Jack Higgins – Night of the Fox

She was immediately interested. “How old was he?”

“Forty-four.”

“What they call a child of the century, my dear,” Munro told her. “Born on the seventh of April, nineteen hundred. That must seem terribly old to you.”

“Aries,” she said.

Munro smiled. “That’s right. Before the advent of our so-called enlightened times astrology was a science. Did you know that?”

“Not really.”

“The ancient Egyptians always chose their generals from Leos, for example.”

“I’m a Leo,” she said. “July twenty-seventh.”

“Then you are in for a complicated life. Something of a hobby of mine. Take Harry, for instance. Very gifted, brilliant analytical mind. A professor in the greatest university in the world at thirty-eight. Then look at what he became in middle life.”

“How do you explain that?” she demanded.

“Astrology explains it for us. Aries is a warrior sign, but very commonly those born around the same time as Harry are one thing on the surface, something else underneath. Mars decanate in Gemini, you see, and Gemini is the sign of the twins.”

“So?”

“People like that can be very schizophrenic. On one level, you’re Harry Martineau, scholar, philosopher, poet, full of sweet reason, but on the dark side…” He shrugged. “A cold and ruthless killer. Yes, there’s a curious lack of emotion to him, wouldn’t you agree, Jack? Of course, all this has been extremely useful in the job he’s been doing for the past four years. Suppose that’s what’s kept him alive when most of the others have died.”

Carter said, “Just in case you’re getting a rather bad impression of Harry Martineau, two things, Sarah. Although his mother was born in the States, she was of German parentage, and Harry spent a lot of time with them in Dresden and Heidelberg as he grew up. His grandfather, a professor of surgery, was an active Socialist. He died in a fall from the balcony of his apartment. A nasty accident.”
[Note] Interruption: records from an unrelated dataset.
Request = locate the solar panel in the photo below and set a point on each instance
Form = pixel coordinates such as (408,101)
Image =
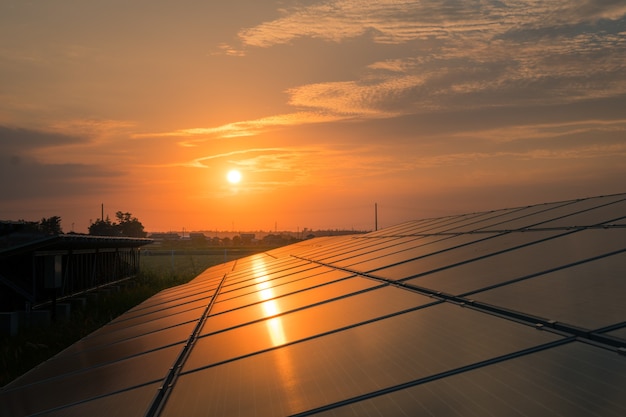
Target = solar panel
(516,311)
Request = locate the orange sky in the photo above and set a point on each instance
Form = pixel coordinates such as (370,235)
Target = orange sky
(426,108)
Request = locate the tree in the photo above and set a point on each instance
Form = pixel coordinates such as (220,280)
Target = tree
(103,228)
(127,225)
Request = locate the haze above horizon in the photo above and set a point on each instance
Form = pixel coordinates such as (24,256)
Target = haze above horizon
(324,108)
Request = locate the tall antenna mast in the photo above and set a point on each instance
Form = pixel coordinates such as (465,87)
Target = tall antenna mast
(375,216)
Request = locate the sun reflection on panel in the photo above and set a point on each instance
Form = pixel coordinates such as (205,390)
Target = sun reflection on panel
(270,309)
(269,306)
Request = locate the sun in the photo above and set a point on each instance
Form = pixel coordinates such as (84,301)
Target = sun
(233,176)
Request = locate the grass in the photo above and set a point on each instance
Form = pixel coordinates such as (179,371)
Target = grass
(31,346)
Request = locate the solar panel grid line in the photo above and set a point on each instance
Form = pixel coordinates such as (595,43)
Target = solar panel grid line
(581,210)
(466,245)
(520,317)
(30,382)
(436,377)
(543,272)
(244,282)
(169,379)
(610,328)
(282,313)
(283,281)
(521,213)
(312,337)
(377,248)
(285,265)
(331,318)
(363,246)
(278,297)
(440,251)
(65,407)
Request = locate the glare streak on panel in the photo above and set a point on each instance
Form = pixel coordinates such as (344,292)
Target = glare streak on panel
(234,281)
(352,362)
(283,304)
(575,380)
(282,285)
(248,286)
(301,324)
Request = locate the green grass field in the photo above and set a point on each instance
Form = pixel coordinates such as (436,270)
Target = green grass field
(159,270)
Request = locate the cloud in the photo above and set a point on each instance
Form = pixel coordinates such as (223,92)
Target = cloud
(401,21)
(26,177)
(193,136)
(19,140)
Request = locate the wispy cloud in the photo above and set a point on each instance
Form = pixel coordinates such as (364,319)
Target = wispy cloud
(192,136)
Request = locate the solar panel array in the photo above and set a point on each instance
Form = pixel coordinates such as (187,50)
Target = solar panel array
(509,312)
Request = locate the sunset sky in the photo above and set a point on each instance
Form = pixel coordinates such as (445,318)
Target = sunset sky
(428,108)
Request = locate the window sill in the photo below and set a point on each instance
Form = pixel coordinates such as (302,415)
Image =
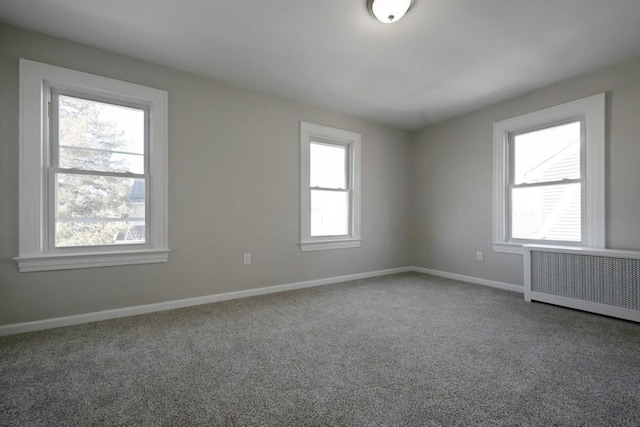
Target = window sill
(321,245)
(89,260)
(509,248)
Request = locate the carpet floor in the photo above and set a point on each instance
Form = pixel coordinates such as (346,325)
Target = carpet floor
(406,349)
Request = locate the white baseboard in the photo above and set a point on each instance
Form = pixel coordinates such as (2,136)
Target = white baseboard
(470,279)
(17,328)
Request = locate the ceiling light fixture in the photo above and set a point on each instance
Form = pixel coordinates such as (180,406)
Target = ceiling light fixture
(389,11)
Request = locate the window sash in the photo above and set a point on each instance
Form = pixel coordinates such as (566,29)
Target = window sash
(511,166)
(53,170)
(347,190)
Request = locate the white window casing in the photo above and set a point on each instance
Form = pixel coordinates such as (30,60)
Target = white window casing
(591,112)
(36,251)
(314,133)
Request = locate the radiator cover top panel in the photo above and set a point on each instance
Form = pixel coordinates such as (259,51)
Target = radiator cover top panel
(610,281)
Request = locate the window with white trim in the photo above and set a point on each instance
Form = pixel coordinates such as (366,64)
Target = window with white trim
(330,188)
(92,170)
(549,177)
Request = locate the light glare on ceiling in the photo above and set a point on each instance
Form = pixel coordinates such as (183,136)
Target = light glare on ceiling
(388,11)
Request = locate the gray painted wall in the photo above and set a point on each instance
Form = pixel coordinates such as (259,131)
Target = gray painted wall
(233,188)
(452,169)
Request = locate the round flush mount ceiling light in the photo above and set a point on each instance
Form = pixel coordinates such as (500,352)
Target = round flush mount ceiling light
(389,11)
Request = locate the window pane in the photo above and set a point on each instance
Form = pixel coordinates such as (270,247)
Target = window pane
(550,154)
(328,166)
(99,210)
(329,213)
(551,212)
(98,136)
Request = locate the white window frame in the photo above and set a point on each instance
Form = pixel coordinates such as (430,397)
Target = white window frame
(310,132)
(35,251)
(591,112)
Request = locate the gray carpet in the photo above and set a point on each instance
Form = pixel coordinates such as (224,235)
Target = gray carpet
(405,349)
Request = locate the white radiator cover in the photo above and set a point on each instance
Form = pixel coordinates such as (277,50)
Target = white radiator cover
(604,281)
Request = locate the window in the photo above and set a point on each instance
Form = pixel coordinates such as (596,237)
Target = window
(92,170)
(330,209)
(549,177)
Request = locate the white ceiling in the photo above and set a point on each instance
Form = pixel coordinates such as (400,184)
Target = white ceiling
(444,58)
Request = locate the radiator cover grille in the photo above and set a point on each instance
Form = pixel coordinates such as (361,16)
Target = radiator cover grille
(604,280)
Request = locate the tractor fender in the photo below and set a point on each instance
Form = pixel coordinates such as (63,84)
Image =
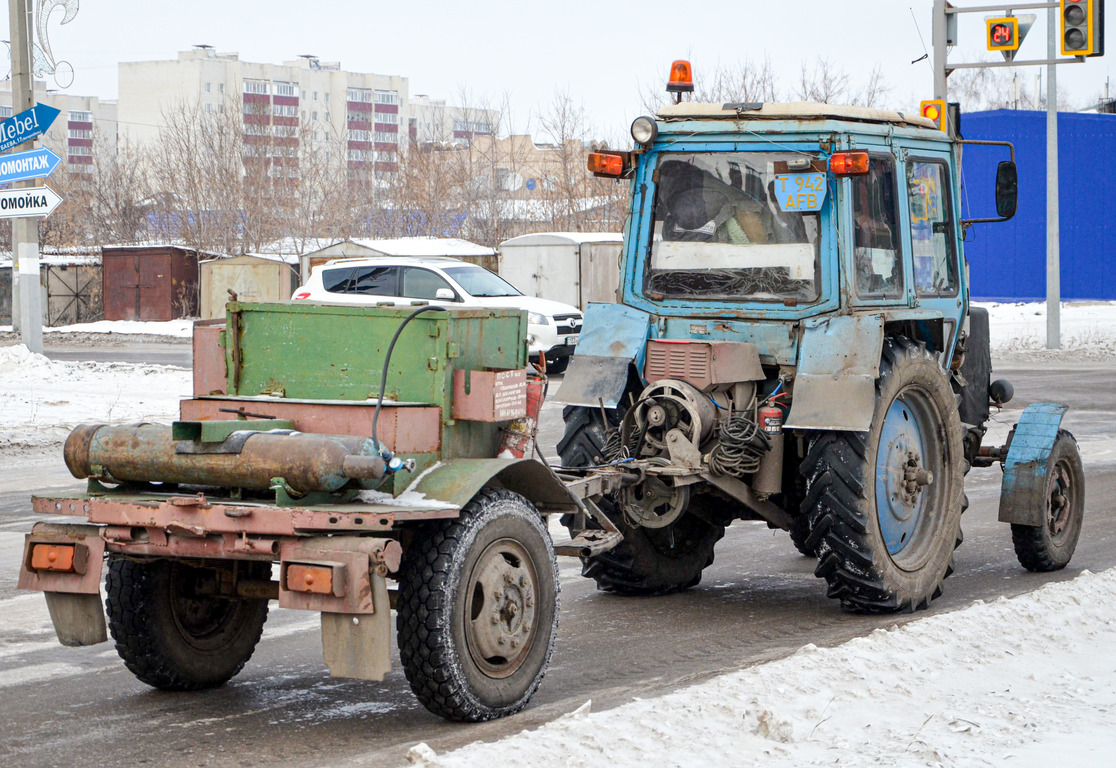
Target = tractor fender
(457,482)
(1022,491)
(838,364)
(613,337)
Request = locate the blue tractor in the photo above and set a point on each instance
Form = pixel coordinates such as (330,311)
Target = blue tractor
(794,343)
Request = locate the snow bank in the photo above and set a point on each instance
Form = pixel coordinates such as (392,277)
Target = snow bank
(42,400)
(1088,329)
(1030,681)
(179,328)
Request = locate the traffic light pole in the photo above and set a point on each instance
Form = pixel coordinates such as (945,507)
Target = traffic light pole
(942,69)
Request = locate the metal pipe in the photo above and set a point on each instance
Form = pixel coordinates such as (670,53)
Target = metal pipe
(148,453)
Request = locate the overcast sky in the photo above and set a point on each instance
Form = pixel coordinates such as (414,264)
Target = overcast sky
(604,54)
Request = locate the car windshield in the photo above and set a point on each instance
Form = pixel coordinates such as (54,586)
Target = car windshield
(480,282)
(736,227)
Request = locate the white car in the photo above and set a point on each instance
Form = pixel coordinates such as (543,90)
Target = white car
(552,327)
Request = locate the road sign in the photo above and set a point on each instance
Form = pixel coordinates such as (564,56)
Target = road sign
(25,165)
(37,201)
(26,125)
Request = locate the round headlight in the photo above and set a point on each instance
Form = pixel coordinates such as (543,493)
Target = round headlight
(644,131)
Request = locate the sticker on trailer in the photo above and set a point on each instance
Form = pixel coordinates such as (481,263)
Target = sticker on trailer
(800,192)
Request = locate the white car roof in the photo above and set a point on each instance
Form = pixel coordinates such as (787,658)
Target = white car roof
(401,261)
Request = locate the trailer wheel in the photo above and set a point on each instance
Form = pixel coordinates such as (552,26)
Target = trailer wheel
(885,506)
(1051,545)
(170,635)
(478,608)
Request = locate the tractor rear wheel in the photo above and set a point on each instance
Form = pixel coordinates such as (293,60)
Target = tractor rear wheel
(1051,545)
(478,608)
(171,632)
(885,505)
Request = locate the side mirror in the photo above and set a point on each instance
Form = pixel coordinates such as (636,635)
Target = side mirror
(1007,190)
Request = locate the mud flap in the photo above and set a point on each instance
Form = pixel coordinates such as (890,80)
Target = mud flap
(78,620)
(358,645)
(1022,492)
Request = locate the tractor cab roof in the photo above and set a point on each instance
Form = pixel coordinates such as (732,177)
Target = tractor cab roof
(794,111)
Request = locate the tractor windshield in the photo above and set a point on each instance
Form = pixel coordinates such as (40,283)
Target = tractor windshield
(722,229)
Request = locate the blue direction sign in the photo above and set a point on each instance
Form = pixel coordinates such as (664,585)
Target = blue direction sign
(26,125)
(31,164)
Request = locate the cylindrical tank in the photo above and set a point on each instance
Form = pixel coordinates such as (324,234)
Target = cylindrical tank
(148,453)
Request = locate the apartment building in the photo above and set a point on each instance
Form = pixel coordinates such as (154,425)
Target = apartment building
(432,121)
(84,121)
(286,107)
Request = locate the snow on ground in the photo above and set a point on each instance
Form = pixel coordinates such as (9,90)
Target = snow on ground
(180,328)
(1088,329)
(42,400)
(933,692)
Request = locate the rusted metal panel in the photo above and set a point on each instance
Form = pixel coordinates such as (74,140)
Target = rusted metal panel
(489,395)
(150,284)
(209,358)
(1023,492)
(838,363)
(88,550)
(410,429)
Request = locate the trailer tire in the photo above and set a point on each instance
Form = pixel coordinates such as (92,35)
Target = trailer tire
(173,639)
(471,591)
(1050,546)
(881,546)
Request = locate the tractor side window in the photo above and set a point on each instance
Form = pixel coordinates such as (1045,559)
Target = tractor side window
(375,281)
(935,264)
(336,280)
(422,284)
(877,262)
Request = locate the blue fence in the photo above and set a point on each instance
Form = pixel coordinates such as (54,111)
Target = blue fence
(1008,261)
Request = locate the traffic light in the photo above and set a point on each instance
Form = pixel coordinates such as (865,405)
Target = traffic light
(934,109)
(1003,34)
(1083,27)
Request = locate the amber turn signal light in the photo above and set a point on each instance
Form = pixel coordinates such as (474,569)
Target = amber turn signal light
(316,578)
(53,557)
(849,163)
(606,164)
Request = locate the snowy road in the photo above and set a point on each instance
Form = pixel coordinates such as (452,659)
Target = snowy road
(759,602)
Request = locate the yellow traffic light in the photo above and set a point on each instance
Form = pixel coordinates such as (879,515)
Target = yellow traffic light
(934,109)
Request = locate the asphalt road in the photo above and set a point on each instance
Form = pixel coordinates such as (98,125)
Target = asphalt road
(758,602)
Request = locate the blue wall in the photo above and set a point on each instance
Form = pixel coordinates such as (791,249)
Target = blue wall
(1008,261)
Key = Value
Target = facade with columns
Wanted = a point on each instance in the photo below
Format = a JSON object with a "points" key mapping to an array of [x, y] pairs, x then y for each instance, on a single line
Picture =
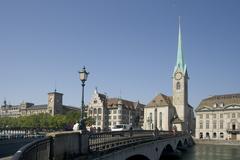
{"points": [[172, 112], [109, 112], [54, 106]]}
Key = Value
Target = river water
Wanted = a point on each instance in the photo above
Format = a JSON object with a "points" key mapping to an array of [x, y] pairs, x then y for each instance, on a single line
{"points": [[209, 152]]}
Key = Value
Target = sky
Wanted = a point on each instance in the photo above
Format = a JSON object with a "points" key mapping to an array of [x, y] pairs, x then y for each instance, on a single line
{"points": [[128, 46]]}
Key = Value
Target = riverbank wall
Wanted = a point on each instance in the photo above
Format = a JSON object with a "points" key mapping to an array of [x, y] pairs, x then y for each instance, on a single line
{"points": [[216, 142]]}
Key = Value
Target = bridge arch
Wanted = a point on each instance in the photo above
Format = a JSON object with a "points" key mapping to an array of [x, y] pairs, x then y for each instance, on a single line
{"points": [[168, 149], [138, 157], [185, 142]]}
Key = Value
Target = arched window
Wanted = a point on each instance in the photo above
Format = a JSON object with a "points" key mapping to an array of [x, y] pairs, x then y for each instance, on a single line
{"points": [[221, 135], [178, 85], [214, 135], [99, 110]]}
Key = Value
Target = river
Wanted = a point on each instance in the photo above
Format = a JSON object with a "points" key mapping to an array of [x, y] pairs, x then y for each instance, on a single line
{"points": [[208, 152]]}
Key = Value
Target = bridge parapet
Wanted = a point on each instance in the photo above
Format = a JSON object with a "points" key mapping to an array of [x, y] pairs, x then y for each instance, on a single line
{"points": [[69, 145]]}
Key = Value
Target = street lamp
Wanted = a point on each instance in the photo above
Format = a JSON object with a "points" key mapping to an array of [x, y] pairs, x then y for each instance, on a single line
{"points": [[83, 77]]}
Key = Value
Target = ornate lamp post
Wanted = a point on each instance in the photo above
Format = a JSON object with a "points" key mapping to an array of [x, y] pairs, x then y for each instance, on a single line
{"points": [[83, 77]]}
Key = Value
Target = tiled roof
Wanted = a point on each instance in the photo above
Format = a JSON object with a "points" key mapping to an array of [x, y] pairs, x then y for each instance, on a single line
{"points": [[160, 100], [226, 99], [72, 108]]}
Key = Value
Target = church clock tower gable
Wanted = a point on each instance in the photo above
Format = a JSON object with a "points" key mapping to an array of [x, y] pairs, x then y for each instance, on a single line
{"points": [[180, 83]]}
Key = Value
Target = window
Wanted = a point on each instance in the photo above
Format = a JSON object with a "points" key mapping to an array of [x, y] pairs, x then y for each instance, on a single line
{"points": [[214, 116], [221, 124], [228, 115], [214, 135], [207, 116], [207, 135], [150, 116], [95, 111], [160, 120], [207, 124], [221, 135], [201, 125], [221, 115], [99, 110], [178, 85], [214, 124]]}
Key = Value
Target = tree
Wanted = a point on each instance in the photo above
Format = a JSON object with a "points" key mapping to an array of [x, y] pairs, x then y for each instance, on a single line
{"points": [[89, 121]]}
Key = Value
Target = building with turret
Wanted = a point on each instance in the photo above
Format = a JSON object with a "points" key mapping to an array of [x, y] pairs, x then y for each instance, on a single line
{"points": [[172, 112], [109, 112], [218, 117], [54, 106]]}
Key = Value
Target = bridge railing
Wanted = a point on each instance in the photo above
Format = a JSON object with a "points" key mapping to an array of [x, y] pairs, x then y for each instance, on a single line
{"points": [[67, 145], [19, 133], [39, 149]]}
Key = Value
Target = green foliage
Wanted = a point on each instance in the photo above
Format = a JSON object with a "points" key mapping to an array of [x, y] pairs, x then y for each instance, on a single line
{"points": [[41, 121]]}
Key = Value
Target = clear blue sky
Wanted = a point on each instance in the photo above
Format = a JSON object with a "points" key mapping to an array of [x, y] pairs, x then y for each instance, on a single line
{"points": [[128, 46]]}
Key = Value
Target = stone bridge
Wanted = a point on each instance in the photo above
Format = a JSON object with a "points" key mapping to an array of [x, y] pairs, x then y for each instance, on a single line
{"points": [[127, 145]]}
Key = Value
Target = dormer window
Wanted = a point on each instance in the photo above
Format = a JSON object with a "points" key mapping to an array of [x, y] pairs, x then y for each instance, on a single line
{"points": [[215, 105], [221, 104], [178, 86]]}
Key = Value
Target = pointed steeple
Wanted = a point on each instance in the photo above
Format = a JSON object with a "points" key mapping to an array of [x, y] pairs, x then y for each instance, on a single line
{"points": [[180, 59]]}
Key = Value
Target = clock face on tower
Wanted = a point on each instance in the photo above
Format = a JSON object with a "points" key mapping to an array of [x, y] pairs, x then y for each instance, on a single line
{"points": [[50, 100], [178, 75]]}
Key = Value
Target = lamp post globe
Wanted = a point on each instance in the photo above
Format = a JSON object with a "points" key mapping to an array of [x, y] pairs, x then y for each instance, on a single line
{"points": [[83, 75]]}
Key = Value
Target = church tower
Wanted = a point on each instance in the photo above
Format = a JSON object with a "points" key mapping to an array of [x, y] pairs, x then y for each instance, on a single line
{"points": [[180, 85], [55, 103]]}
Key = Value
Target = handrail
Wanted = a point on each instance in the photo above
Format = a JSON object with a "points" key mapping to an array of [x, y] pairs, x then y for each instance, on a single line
{"points": [[101, 142], [25, 152]]}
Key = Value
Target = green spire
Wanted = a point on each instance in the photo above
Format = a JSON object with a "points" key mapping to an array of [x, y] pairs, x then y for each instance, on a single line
{"points": [[180, 60]]}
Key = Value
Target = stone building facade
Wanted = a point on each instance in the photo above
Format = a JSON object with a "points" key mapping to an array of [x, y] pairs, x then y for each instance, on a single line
{"points": [[172, 112], [54, 106], [109, 112], [218, 117]]}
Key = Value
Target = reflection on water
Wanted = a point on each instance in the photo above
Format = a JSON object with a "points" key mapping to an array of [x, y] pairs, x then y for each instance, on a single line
{"points": [[208, 152]]}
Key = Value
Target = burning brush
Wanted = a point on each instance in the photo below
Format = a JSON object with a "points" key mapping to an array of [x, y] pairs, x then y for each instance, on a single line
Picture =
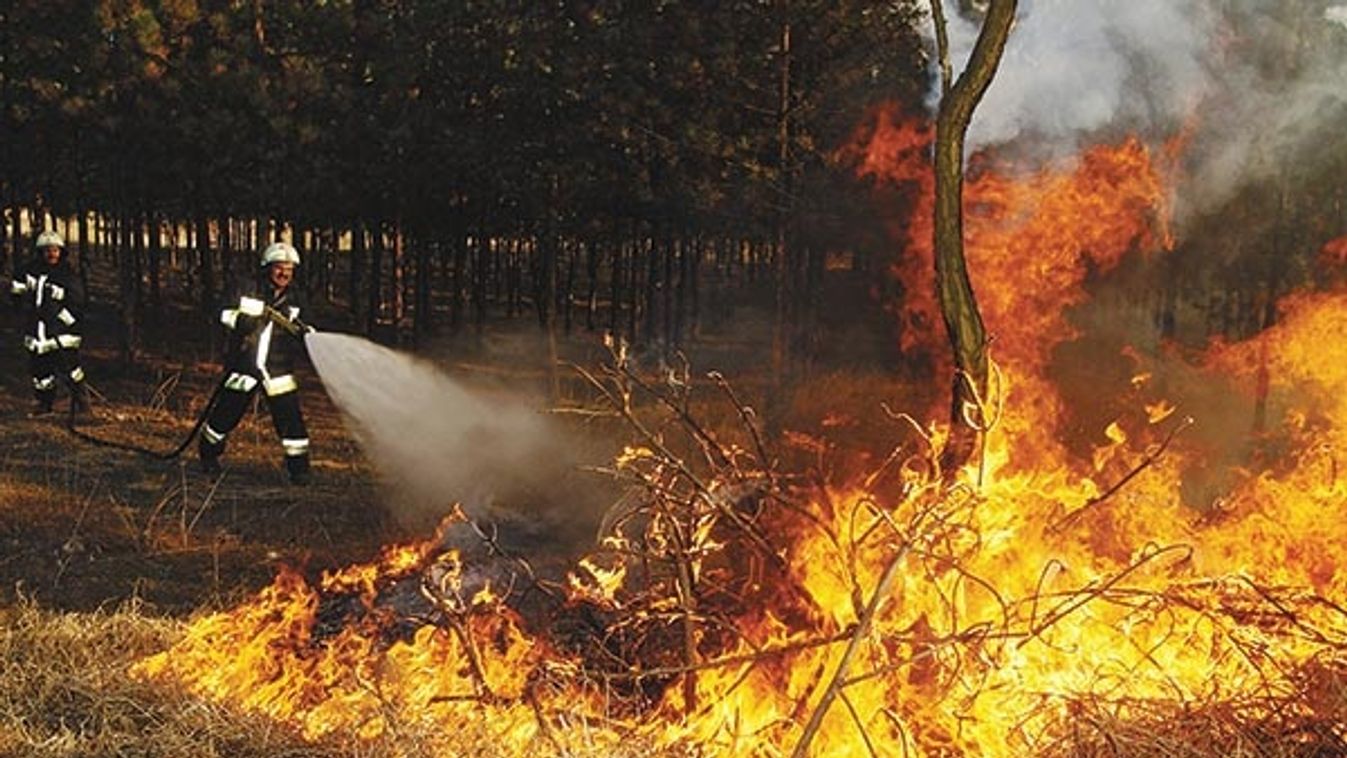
{"points": [[1039, 603]]}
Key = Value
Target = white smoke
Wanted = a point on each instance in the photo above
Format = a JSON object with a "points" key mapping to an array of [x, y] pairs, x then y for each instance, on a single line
{"points": [[1075, 66], [1261, 80], [437, 443]]}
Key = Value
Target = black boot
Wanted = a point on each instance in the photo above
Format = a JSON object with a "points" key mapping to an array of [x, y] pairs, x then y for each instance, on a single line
{"points": [[209, 458], [298, 469], [42, 404], [80, 401]]}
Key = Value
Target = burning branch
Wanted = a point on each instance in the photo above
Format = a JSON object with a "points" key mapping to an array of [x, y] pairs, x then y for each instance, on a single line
{"points": [[1149, 459]]}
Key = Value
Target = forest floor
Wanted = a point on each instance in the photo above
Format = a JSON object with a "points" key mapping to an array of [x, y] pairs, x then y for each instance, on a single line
{"points": [[105, 552]]}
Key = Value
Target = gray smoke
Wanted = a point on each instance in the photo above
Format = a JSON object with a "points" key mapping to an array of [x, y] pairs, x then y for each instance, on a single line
{"points": [[437, 443], [1262, 80]]}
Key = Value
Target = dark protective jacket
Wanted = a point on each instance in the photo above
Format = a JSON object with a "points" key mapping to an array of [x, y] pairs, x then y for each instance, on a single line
{"points": [[53, 302], [259, 346]]}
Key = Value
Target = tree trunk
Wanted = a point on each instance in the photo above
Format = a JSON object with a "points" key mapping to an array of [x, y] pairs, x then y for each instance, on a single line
{"points": [[376, 279], [155, 259], [958, 306], [127, 291], [357, 264]]}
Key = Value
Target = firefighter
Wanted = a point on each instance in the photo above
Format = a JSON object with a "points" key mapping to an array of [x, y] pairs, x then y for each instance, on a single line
{"points": [[266, 337], [53, 299]]}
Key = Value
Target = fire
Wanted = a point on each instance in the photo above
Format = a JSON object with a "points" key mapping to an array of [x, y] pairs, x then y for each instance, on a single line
{"points": [[1016, 613]]}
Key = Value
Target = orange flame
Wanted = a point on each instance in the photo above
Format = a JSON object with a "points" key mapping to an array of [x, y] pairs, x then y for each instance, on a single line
{"points": [[992, 613]]}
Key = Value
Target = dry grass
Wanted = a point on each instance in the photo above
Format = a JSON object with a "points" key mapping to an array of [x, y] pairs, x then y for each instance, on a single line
{"points": [[65, 691]]}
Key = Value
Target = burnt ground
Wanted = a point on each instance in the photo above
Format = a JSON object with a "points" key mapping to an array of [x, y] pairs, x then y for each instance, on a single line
{"points": [[85, 527]]}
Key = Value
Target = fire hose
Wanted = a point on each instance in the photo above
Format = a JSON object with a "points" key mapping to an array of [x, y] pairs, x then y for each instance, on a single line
{"points": [[291, 325]]}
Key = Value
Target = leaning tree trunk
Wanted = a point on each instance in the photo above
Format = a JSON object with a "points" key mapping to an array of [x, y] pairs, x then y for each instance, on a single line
{"points": [[958, 306]]}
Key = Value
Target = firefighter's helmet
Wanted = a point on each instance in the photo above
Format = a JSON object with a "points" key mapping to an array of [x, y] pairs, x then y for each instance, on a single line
{"points": [[279, 252], [47, 240]]}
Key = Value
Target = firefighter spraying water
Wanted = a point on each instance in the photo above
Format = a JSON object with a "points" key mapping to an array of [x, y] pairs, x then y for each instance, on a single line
{"points": [[263, 356]]}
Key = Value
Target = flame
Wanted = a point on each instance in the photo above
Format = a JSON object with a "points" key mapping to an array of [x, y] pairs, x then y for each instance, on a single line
{"points": [[977, 619]]}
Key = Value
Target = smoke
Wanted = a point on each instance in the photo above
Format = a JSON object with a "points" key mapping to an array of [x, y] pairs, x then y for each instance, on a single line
{"points": [[437, 443], [1072, 67], [1261, 81]]}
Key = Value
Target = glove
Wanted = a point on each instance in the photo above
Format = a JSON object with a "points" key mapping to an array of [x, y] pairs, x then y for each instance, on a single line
{"points": [[251, 307]]}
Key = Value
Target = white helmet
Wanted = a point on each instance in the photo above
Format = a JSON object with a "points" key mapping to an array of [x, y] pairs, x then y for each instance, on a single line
{"points": [[49, 238], [279, 252]]}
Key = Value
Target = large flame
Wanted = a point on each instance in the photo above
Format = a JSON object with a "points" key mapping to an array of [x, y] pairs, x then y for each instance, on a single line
{"points": [[1000, 617]]}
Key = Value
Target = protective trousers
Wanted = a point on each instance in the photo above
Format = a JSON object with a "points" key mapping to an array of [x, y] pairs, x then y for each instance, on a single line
{"points": [[46, 366], [286, 416]]}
“Aided by two Gestapo thugs taking an arm and a leg each to help him on his way,” Munro put in.

“And then there was a Jewish girl named Rosa Bernstein.”

“Yes,” Sarah put in. “I was beginning to wonder whether females had ever entered into his life. No mention of mar-riage.”

“He met Rosa Bernstein when she did a year at an Oxford College, St. Hugh’s, in nineteen thirty-two. He was spending increasing time in Europe by then. Both his parents were dead. His father had left him reasonably well off, and as an only child, he had no close relatives.”

“But he and Rosa never married?”

“No,” Munro said, and added bluntly: “You’ll often find prejudice on both sides of the fence, my dear. Rosa’s parents were Orthodox Jews, and they didn’t like the idea of their daughter marrying a Gentile. She and Harry pursued what you might term a vigorous affair for some years. I knew them both well. I was at Oxford myself in those days.”

“What happened?”

It was Carter who answered her. “She was active in the Socialist underground. Went backward and forward from England to Germany as a courier. In May, nineteen thirty-eight, she was apprehended, taken to Gestapo Headquarters at Prince Albrechtstrasse in Berlin. A good address for a very bad place. There, she was interrogated with extreme brutality and, according to our information, executed.”

There was a long silence. She seemed abstracted, staring out of the window into the distance. Munro said, “You don’t seem shocked? I find that strange in one so young.”

She shook her head. “IVe been nursing for two years now. I deal with death every day of my life. So Harry Mar-tineau doesn’t particularly care for Germans?”

“No,” Carter said. “He doesn’t like Nazis. There’s a difference.”

“Yes, I can see that.”

She stared out of the window again, feeling restless, on edge, and it was all to do with Martineau, this man she had never met. He filled her mind. Would not go away.

Carter said, “One thing we didn’t ask. I hope you don’t mind my being personal, but is there anyone in your life at the moment? Anyone who would miss you?”

“A man?” She laughed harshly. “Good heavens, no! I never work less than a twelve-hour daily shift at the Cromwell. That leaves one just about enough time to have a bath and a meal before falling into bed.” She shook her head. “No time for men. My father’s in a Japanese prison camp. I Ve an old aunt in Sussex, his elder sister, and that’s about it. No one to miss me at all. I’m all yours, gentlemen.”